Using popular culture through interactive displays, commercialisation units and engaging artwork is retail’s bite back at e-commerce, it’s an experience which can’t be reflected online to the same level.
The Glades shopping centre launched an interactive music wall to celebrate Bowie’s links to Bromley – a fantastic initiative to engage with the local demographic as well encouraging Bowie fans to visit from across the country. Using popular culture is another way to pull consumers to the centre to meet friends and build a community hub.
Another example is the Tucker’s Newsagent & Games, Bandersnatch themed pop-up game store following the massive response to the programme on Netflix. The store was positioned in Birmingham’s Grand Central and gained a considerable amount of interest from centre visitors as well as attracting new footfall through fans.
Along with the short-term leases gained, the magic of using popular culture is the marketing impact it has for shopping centres.

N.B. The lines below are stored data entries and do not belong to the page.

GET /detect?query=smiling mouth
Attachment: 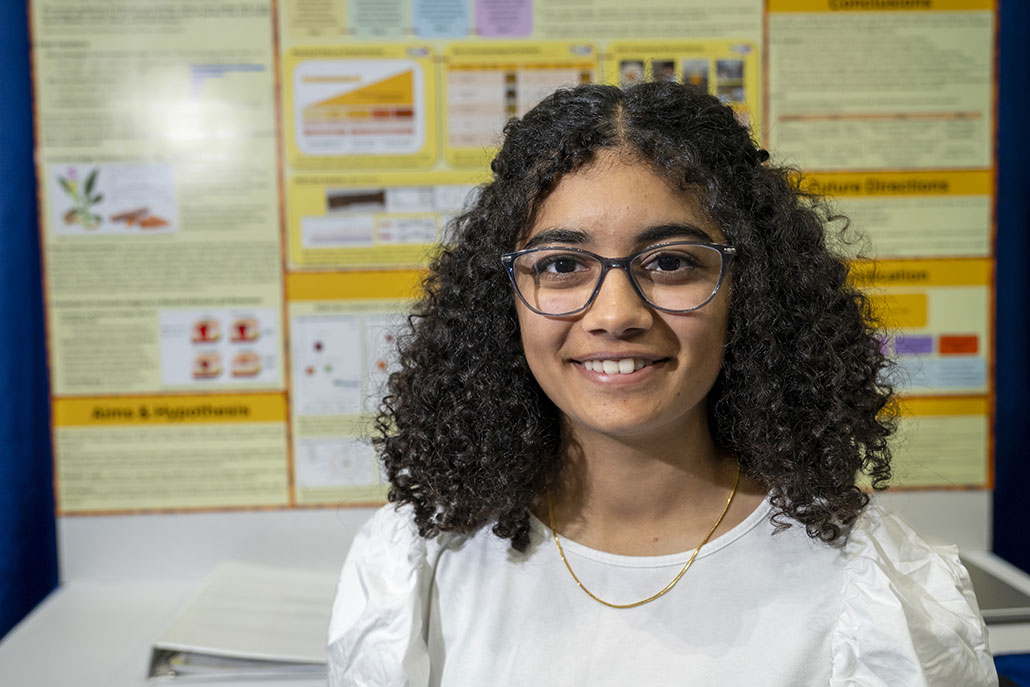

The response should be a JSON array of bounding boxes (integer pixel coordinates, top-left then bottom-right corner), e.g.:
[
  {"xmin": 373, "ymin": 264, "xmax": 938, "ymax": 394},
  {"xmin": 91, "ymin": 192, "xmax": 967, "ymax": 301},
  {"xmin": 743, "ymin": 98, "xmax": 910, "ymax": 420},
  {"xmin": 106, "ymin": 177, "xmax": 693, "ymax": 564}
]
[{"xmin": 576, "ymin": 357, "xmax": 664, "ymax": 376}]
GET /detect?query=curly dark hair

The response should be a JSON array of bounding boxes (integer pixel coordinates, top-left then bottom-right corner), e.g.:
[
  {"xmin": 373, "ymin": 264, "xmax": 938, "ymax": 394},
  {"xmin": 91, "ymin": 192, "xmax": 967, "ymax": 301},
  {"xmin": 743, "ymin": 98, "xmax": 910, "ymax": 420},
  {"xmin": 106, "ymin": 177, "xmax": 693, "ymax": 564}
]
[{"xmin": 374, "ymin": 81, "xmax": 895, "ymax": 551}]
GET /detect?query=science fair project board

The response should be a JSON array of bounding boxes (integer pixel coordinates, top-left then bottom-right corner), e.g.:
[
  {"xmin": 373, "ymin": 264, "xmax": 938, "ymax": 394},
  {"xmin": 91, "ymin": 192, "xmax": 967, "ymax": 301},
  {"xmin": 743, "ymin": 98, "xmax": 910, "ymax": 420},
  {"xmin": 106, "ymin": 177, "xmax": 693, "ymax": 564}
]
[{"xmin": 27, "ymin": 0, "xmax": 997, "ymax": 518}]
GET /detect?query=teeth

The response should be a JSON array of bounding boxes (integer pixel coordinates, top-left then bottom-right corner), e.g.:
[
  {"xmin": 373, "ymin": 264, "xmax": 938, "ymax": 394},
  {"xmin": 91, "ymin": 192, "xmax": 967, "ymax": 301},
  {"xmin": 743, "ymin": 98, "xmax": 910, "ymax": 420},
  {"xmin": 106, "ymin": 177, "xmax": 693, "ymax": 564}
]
[{"xmin": 584, "ymin": 358, "xmax": 654, "ymax": 375}]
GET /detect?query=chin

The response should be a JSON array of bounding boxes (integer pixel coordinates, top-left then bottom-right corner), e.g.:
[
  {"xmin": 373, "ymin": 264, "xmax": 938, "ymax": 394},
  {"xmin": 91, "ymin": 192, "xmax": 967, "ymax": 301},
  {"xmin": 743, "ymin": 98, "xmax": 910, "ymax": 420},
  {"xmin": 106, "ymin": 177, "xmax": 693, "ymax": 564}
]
[{"xmin": 565, "ymin": 409, "xmax": 697, "ymax": 442}]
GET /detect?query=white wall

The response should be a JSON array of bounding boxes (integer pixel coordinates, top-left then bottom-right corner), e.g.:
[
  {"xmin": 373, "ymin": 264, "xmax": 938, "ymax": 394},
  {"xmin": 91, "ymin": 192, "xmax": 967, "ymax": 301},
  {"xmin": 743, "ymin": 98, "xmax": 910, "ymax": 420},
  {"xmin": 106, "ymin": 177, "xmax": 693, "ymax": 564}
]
[{"xmin": 58, "ymin": 490, "xmax": 992, "ymax": 584}]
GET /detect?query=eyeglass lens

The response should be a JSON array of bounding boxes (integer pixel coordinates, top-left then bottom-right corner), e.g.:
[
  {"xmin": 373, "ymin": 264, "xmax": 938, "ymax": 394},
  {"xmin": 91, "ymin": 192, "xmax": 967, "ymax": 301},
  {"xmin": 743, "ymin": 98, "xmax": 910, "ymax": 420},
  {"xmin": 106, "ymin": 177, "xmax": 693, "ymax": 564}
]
[{"xmin": 511, "ymin": 244, "xmax": 725, "ymax": 315}]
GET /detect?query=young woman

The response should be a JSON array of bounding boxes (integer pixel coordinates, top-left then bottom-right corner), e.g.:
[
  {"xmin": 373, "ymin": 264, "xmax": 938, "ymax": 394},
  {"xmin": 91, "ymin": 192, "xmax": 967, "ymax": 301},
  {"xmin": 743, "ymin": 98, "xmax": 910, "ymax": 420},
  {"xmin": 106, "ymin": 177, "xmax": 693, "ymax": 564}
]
[{"xmin": 328, "ymin": 82, "xmax": 997, "ymax": 686}]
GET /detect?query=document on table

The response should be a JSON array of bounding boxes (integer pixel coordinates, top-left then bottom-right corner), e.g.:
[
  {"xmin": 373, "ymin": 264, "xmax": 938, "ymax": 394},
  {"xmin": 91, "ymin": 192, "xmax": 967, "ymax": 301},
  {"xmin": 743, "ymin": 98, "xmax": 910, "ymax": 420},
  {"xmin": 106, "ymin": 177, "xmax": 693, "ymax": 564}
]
[{"xmin": 147, "ymin": 561, "xmax": 338, "ymax": 682}]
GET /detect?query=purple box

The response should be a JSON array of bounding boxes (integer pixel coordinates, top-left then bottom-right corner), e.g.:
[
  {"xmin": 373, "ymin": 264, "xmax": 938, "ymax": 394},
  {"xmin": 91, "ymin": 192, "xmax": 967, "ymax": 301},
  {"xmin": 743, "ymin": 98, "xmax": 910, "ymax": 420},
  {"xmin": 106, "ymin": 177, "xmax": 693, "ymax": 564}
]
[
  {"xmin": 894, "ymin": 335, "xmax": 934, "ymax": 356},
  {"xmin": 475, "ymin": 0, "xmax": 532, "ymax": 37}
]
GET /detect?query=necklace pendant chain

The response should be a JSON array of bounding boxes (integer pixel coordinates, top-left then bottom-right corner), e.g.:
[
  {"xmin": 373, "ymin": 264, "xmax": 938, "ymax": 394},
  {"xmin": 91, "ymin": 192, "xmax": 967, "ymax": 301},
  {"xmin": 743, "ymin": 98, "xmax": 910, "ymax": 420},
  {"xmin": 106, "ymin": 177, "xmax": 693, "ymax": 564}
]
[{"xmin": 546, "ymin": 464, "xmax": 741, "ymax": 609}]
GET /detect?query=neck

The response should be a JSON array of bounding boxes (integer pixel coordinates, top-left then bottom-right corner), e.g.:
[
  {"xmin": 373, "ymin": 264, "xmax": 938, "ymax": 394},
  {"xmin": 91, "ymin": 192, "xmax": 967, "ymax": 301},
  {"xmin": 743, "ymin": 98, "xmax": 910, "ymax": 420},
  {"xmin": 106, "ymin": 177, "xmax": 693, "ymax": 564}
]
[{"xmin": 548, "ymin": 415, "xmax": 740, "ymax": 555}]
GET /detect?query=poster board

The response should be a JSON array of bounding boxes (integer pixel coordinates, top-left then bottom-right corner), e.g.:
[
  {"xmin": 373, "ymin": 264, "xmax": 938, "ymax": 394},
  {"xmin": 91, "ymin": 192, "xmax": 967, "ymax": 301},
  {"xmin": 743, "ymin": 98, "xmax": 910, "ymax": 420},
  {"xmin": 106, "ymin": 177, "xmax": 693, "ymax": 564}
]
[{"xmin": 27, "ymin": 0, "xmax": 997, "ymax": 517}]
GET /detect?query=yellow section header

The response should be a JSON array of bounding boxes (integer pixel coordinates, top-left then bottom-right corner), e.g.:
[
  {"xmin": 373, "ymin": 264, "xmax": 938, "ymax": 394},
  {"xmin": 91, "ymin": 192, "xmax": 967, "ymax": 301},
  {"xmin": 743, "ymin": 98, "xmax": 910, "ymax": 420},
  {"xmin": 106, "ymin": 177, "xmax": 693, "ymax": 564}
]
[
  {"xmin": 868, "ymin": 293, "xmax": 928, "ymax": 329},
  {"xmin": 897, "ymin": 396, "xmax": 988, "ymax": 417},
  {"xmin": 850, "ymin": 258, "xmax": 990, "ymax": 288},
  {"xmin": 54, "ymin": 393, "xmax": 287, "ymax": 427},
  {"xmin": 290, "ymin": 44, "xmax": 434, "ymax": 59},
  {"xmin": 769, "ymin": 0, "xmax": 993, "ymax": 10},
  {"xmin": 445, "ymin": 41, "xmax": 598, "ymax": 63},
  {"xmin": 291, "ymin": 169, "xmax": 489, "ymax": 188},
  {"xmin": 802, "ymin": 170, "xmax": 992, "ymax": 197},
  {"xmin": 287, "ymin": 270, "xmax": 425, "ymax": 301}
]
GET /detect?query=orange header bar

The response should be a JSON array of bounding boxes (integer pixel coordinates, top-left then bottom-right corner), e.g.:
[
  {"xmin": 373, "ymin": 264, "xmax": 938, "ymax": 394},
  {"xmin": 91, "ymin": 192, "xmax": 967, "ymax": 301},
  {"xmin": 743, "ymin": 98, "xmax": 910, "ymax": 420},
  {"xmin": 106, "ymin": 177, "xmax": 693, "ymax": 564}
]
[
  {"xmin": 898, "ymin": 396, "xmax": 988, "ymax": 417},
  {"xmin": 287, "ymin": 270, "xmax": 425, "ymax": 301},
  {"xmin": 801, "ymin": 170, "xmax": 992, "ymax": 197},
  {"xmin": 769, "ymin": 0, "xmax": 993, "ymax": 11},
  {"xmin": 850, "ymin": 258, "xmax": 990, "ymax": 288},
  {"xmin": 54, "ymin": 393, "xmax": 287, "ymax": 427}
]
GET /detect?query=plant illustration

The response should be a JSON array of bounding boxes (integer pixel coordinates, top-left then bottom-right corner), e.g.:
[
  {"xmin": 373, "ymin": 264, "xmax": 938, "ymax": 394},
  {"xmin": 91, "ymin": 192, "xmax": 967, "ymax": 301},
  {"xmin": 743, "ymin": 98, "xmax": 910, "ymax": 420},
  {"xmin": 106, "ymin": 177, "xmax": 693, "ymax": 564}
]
[{"xmin": 58, "ymin": 167, "xmax": 103, "ymax": 230}]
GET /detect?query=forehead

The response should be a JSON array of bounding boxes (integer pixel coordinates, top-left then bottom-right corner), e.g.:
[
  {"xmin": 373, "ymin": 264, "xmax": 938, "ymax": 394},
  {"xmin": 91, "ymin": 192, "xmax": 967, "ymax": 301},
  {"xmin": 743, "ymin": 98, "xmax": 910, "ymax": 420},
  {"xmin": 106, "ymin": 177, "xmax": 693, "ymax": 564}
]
[{"xmin": 526, "ymin": 152, "xmax": 725, "ymax": 246}]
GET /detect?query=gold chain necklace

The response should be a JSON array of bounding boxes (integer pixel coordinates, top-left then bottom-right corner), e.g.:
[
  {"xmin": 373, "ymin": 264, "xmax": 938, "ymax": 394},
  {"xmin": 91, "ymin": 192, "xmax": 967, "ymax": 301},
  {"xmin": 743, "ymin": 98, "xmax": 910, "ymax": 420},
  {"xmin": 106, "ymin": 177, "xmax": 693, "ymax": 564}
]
[{"xmin": 546, "ymin": 463, "xmax": 740, "ymax": 609}]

The novelty quickly spreading through social media can have a massive impact on the shopping centres brand awareness, increase the brands social media following and in-turn, significantly increase footfall.
Having an exclusive offering for a limited time encourages people to photograph and share with friends and family – especially with the current (and growing) hype around social media, with users constantly sharing their personal activities – often live – with their followers.
Whether it’s commercialisation space, a pop-up shop or simply a wall of artwork, anything that is eye-catching and ‘photo worthy’ will become ‘shareable’ or ‘instagramable’ – encouraging visitors to stop and interact with the concept, increasing dwell time, driving footfall and raising awareness of the scheme.
Popular culture brings people together and creates talking point, it’s a fantastic placemaking strategy. This isn’t something that’s necessarily new – it’s been used in product marketing for a long time, with the rise of shows like Love Island increasing sales of slogan tees and the ‘tongue and lip’ Rolling Stones symbol being one of the most iconic T-Shirt designs of all time.
Popular culture is just one aspect of the increasing ways in which shopping centres and retail is changing, and is a perfect representation of how shopping centres will always be able to offer something different to online shopping. Popular culture is an excellent marketing and placemaking strategy, a perfect way to pull people together and make shopping a memorable experience that individuals want to share and enjoy with others.